Rolf Engelke* über die Pseudo-Jobmaschine Flughafen und die Einkehr kapitalistischer Normalität im Edel-Business

Wer hierzulande dem Volke Arbeitsplätze verspricht, der verspricht sich davon, dass ihm die Herzen zufliegen. Das gilt nicht nur für Krisenzeiten, das gilt auch nicht allein für den gegenwärtigen Vorwahlkampf, wo eine Allparteienkoalition mit dem »Thema Nr. 1«, dem »Arbeitsplatzthema«, auf Stimmenfang geht: Alles, was Arbeit schafft, ist »sozial«, tönt es von Schröder bis Merkel. Und so wird die permanente Aushöhlung sozialer Standards von der herrschenden Politik als sich letztlich auszahlende soziale Wohltat verkauft. Denn allein die »Vollkasko-Mentalität« am Standort Deutschland verhindere das geforderte Wirtschaftswachstum. Die »rot-grüne« Regierung hat mit der beschleunigten Zerstörung sozialstaatlicher Regularien begonnen; das aktuelle CDU-Wahlprogramm verspricht, diese Politik fortzuschreiben - aber natürlich viel effektiver als die nach sieben Jahren Regierung und Sozialdemontage ausgebrannten »Rot-Grünen«.

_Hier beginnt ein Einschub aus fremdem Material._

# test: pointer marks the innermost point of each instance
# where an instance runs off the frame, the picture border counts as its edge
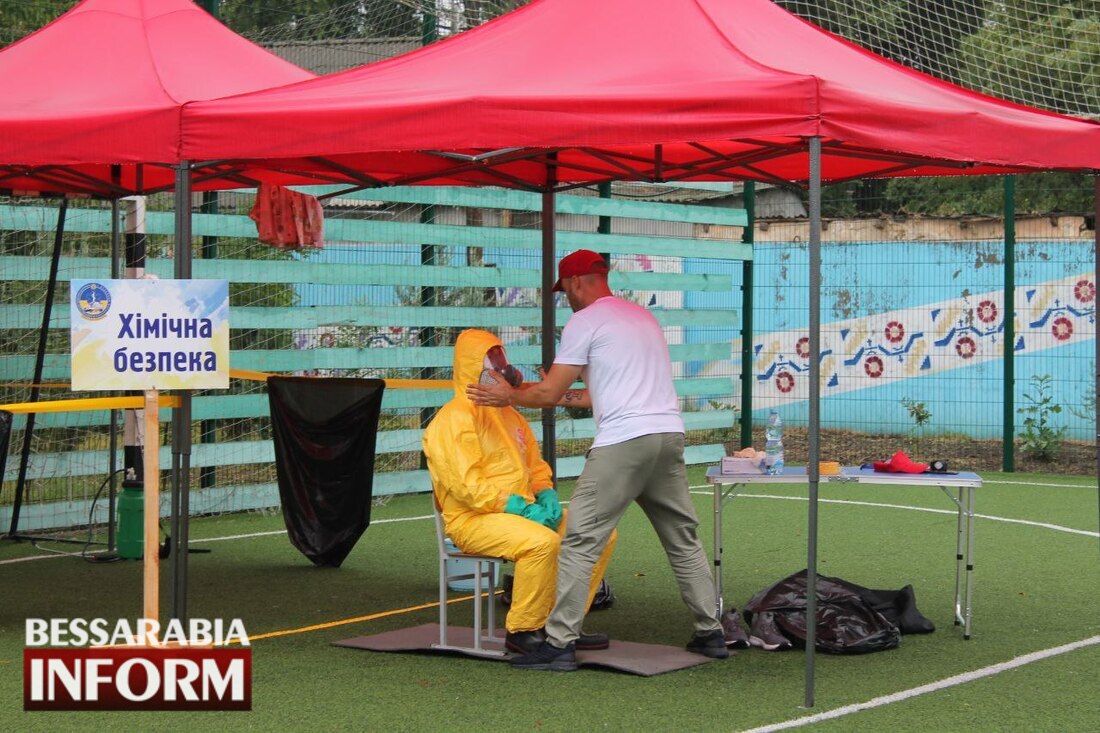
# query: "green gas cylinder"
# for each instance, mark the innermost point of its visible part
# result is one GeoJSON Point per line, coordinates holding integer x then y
{"type": "Point", "coordinates": [131, 522]}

Auch der geplante Ausbau des Frankfurter Flughafens, der um eine zusätzliche Landebahn, ein Terminal und eine Wartungshalle für den Großraum-Airbus A-380 erweitert werden soll - im September soll mit den Rodungen für den Bau der Halle und mit dem Erörterungstermin für das Landebahnprojekt begonnen werden -, wird als »soziale Wohltat« angepriesen. Als angebliche »Jobmaschine« der Region verspricht der Flughafenausbau Arbeitsplätze in geradezu unglaublichen Dimensionen zu schaffen. Schon die Mediation zur Flughafenerweiterung kam in ihrem ökonomischen Teil zu dem Ergebnis, dass bei einem Ausbau »mit voller Kapazität« 57 000 neue (sic!) Arbeitsplätze am Flughafen und in der Region entstehen würden. Im Kleingedruckten des entsprechenden Gutachtens ist allerdings zu lesen: »Lediglich bei einem marktgerechten Anstieg der Flugbewegungen ist mit einem weiteren Wachstum von Beschäftigung und Einkommen zu rechnen.« [1] Da ein Nachtflugverbot beispielsweise eine »nicht-marktgerechte« Einschränkung der unternehmerischen Freiheit der im Luftverkehr tätigen Betriebe mit sich bringt, stehen die freihändigen Prognosen der Mediation unter Vorbehalt.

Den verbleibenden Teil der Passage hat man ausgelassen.